Under a law giving him power to appoint lawyers, Missouri's lead public defender chose the governor to represent a poor client.



Missouri's lead public defender ordered Missouri Gov. Jay Nixon to represent a poor client in court, saying Nixon was responsible for ruinous budget cuts that have left the state's public defender system incapable of performing its duties.

Citing a state law that gives his office the power to "delegate the legal representation of any person to any member of the state bar of Missouri," Missouri State Public Defender System Director Michael Barrett assigned Nixon, a barred attorney, to defend a poor person in court in a letter released Wednesday.

"As of yet, I have not utilized this provision because it is my sincere belief that it is wrong to reassign an obligation placed on the state by the 6th and 14th Amendments to private attorneys who have in no way contributed to the current crisis," Barrett wrote. "However, given the extraordinary circumstances that compel me to entertain any and all avenues for relief, it strikes me that I should begin with the one attorney in the state who not only created this problem, but is in a unique position to address it."

Barrett said Nixon has repeatedly slashed the budget for indigent defense in Missouri. In July, the Missouri public defender system sued Nixon for withholding $3.5 million of a $4.5 million funding increase.

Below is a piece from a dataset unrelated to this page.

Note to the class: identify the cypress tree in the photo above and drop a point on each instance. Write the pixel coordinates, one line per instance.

"This action comes even after the Civil Rights Division of the Department of Justice found that poor black children are being systematically deprived of their rights in Missouri due in large part to the lack of public defenders," Barrett continued. "Choosing in the wake of that report to further debilitate the very organization that ensures an equal system of justice only adds to the escalating sentiment that the poor and disenfranchised do not receive a fair shake in Missouri's criminal justice system."

A 2014 study by the American Bar Association found Missouri public defenders were overworked and spread too thin on too many cases, and Barrett estimated the state would need 289 more attorneys to meet the hours-per-case guidelines recommended by the ABA.

Instead, Barrett told the St. Louis Post-Dispatch the public defender system has 30 fewer attorneys than when the study took place, due to lack of funds. The Missouri public defender system's caseload has increased to about 82,000 cases this year, a 12 percent increase over the previous year, Barrett said.

Nixon's office did not immediately respond to a request for comment.